When open relationships fail to abide by the rules of friendship
When open relationships fail to abide by the rules of friendship
Last week, I did something for the first time. In the four years that I’ve been writing about relationships and sex, I’ve never met a reader. As a rule, I respond to every email I get—whether it calls me unprintable names or waxes lyrical about what I’ve said; but somehow, until last week, I’d always declined invitations to meet anyone. There have been some interesting letters, and every once in a while, I’d be tempted. But something always held me back. All of that changed last week.
She wrote to me on a Thursday. ‘I read your columns last night. Every last one. For a while I’ve hated you. I don’t anymore. Have a good life.’ True to habit, I wrote back. And that’s how the floodgates opened.
We spoke about a lot of things. She told me about the man she’d been seeing for the past nine months, I told her about the two years I’d spent with The Dude. We’d met the men in our lives exactly the same way. She’d met him at a mutual friend’s party a few months after the love of her life got married. I’d met The Dude on our friend’s birthday two months after the biggest breakup of my life. He was supposed to be the guy who reinstated her faith in men. The Dude was someone I was using as an anchor to survive a storm threatening to sweep me away.

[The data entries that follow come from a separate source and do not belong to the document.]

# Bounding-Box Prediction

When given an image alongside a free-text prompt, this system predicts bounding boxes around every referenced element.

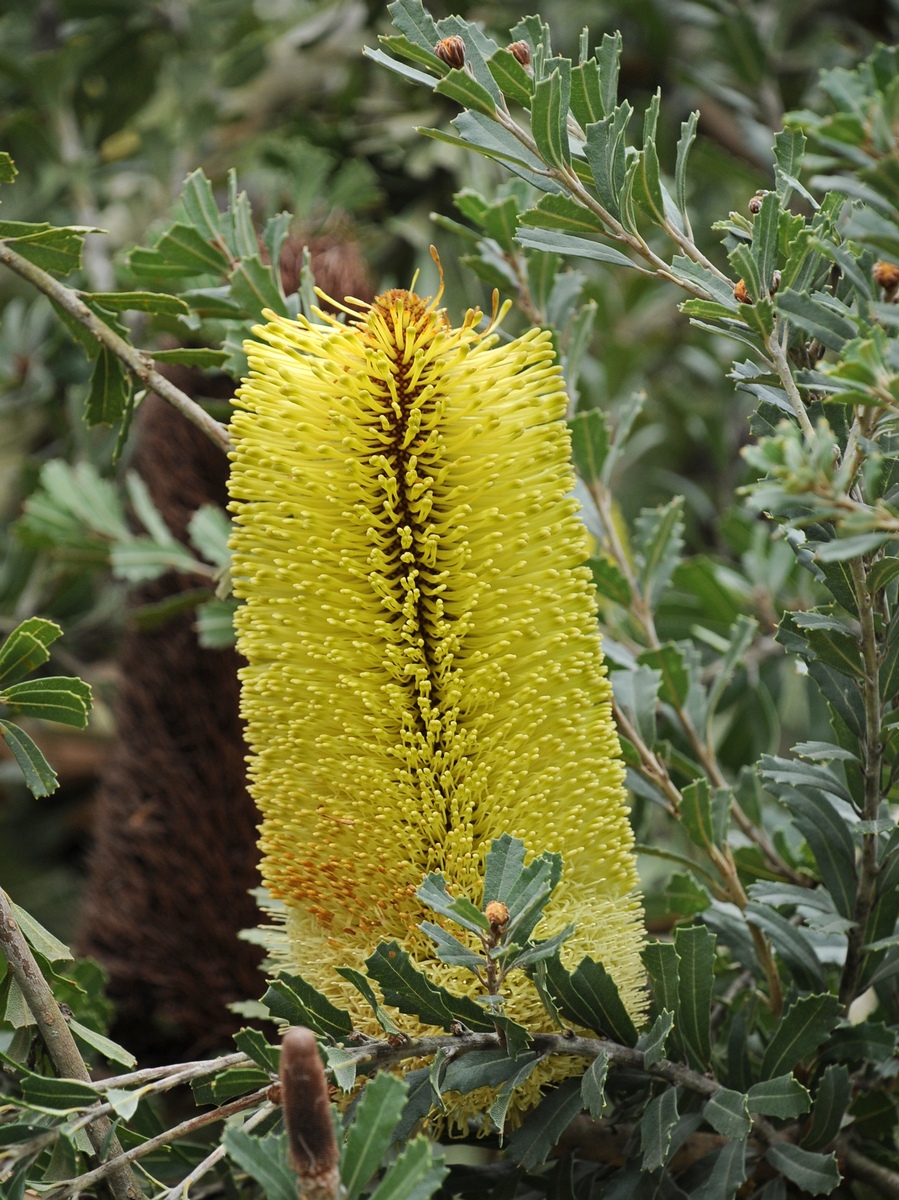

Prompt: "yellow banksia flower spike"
[230,280,643,1120]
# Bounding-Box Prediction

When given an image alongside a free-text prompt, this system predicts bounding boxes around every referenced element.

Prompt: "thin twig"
[0,241,230,451]
[0,888,142,1200]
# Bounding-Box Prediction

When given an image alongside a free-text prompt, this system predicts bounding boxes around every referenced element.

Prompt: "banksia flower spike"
[230,276,643,1118]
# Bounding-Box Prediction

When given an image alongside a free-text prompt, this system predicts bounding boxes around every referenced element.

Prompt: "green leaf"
[747,1075,811,1120]
[85,292,191,317]
[507,1079,582,1171]
[340,1072,407,1200]
[10,901,72,962]
[640,1087,679,1171]
[0,720,59,798]
[415,871,490,934]
[546,956,637,1046]
[765,1141,840,1196]
[487,48,534,108]
[434,67,496,116]
[775,288,858,353]
[386,0,440,53]
[702,1087,753,1139]
[152,348,233,371]
[490,1055,541,1134]
[516,228,633,274]
[802,1063,852,1151]
[11,226,86,275]
[0,617,62,685]
[744,902,827,993]
[531,67,571,169]
[222,1124,296,1200]
[371,1138,448,1200]
[234,1028,281,1075]
[84,346,131,426]
[637,642,690,708]
[675,925,715,1070]
[365,942,453,1028]
[337,967,412,1037]
[262,971,353,1040]
[0,676,91,730]
[520,196,606,234]
[581,1051,609,1121]
[750,995,840,1080]
[587,557,633,607]
[641,1008,675,1069]
[634,496,684,606]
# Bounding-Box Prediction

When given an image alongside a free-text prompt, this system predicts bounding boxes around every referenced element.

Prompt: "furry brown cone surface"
[78,230,373,1061]
[79,381,262,1057]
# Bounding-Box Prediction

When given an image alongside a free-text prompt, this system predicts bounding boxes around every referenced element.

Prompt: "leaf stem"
[0,888,142,1200]
[0,241,230,452]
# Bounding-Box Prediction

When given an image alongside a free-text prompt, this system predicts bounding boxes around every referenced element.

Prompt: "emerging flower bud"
[871,258,899,295]
[507,42,531,67]
[280,1026,340,1200]
[484,900,509,934]
[434,35,465,67]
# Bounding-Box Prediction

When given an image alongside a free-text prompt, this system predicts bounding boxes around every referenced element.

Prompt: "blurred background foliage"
[0,0,899,937]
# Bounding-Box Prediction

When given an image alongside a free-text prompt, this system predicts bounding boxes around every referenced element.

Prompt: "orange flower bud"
[434,35,465,67]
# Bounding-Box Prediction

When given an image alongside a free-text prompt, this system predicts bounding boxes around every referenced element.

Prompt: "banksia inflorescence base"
[230,290,642,1118]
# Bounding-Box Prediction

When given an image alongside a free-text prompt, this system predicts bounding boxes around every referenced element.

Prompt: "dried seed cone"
[230,290,643,1120]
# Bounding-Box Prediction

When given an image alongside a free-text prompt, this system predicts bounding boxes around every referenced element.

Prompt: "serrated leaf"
[222,1124,296,1200]
[515,228,642,271]
[642,1008,675,1069]
[507,1079,582,1170]
[371,1138,448,1200]
[747,1075,811,1120]
[546,955,637,1046]
[765,1141,840,1196]
[0,720,59,798]
[0,676,91,730]
[0,617,62,686]
[340,1072,407,1200]
[434,67,496,116]
[581,1051,609,1121]
[640,1087,679,1171]
[761,995,840,1079]
[262,971,353,1040]
[84,347,131,426]
[702,1087,753,1140]
[802,1063,852,1151]
[675,925,715,1070]
[86,292,191,317]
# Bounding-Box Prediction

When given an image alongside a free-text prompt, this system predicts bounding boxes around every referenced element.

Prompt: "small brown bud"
[434,35,465,67]
[281,1026,340,1200]
[507,42,531,67]
[871,258,899,292]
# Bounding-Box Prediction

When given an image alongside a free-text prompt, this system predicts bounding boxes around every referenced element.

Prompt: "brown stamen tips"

But that’s where the similarities ended.
I was dating a man who was complex and larger-than-life. When he would enter the room, he’d be my sole point of focus. When we were together, he was my whole world. Nothing and no one mattered more than him. And he knew it. That was the kind of power I had given him over me.
She was with a man she treated like a slave. When she’d say ‘Jump’, he’d ask ‘How high?’ He was her in-between man. The person who gave her sex until she was ready to fall in love again. He was her peon at work, her puppy at parties and her prostitute in bed. In her own words, he was her bitch. When she told me about him, I was appalled. How does anyone allow someone to treat him/ her like that? Did he have no pride? What kind of love does this to a person? She gave me an explanation. It made me throw up.
But none of this explains why she said she’d hated me. Because my Mr Two Years (I’m going to stop calling him The Dude; frankly, it just makes me feel like a bigger idiot than I already do) and her Mr Nine Months were the same people. Neither of us was surprised by the existence of the other. Neither had imagined a happily-ever-after with him; and yet, both of us feel cheated. Cheating in an open relationship… now there’s an oxymoron.
But this isn’t about the open part of our relationship, this is about the other relationship that had been building alongside: friendship. He may not have been The One, but each of us had come to love him as a friend. Each had thought that when the time came to move on, we’d be taking a friend along with us. Clearly, we were wrong; because unfortunately, the rules of friendship are pretty universal, no matter who the two main protagonists are. Friends don’t lie, cheat or disrespect each other. Friends protect your heart, not crush it.
That day, both of us lost a friend.
Every day for the past week, she and I have spoken for hours. All his lies, the explanations that didn’t quite make sense, the nagging feeling of something being amiss, it all makes sense now. They say that the truth will set you free, but not before it punches you in the gut—repeatedly.
At first I thought I hated him, hated him for robbing me of two years of my life. But how do you hate a man you don’t even know? Suddenly, he’s a stranger. When I see him now, I see a man I didn’t even know existed. I see a man who has no respect for women, a person with no pride and a price tag on his soul.
He gives me his explanations. They make me throw up some more. And yet, I listen to them.
Strangely enough, in moments of confusion, I still find myself missing him. Or the idea of the person I thought he was. I find myself digging my bank of memories, all the moments that I’d stored away in the last two years, in the hope that something will seem familiar. Hoping that some of it will still feel true. But none of it does. I miss my reality. Even if it wasn’t perfect, it was mine. If only it hadn’t been a big fat lie.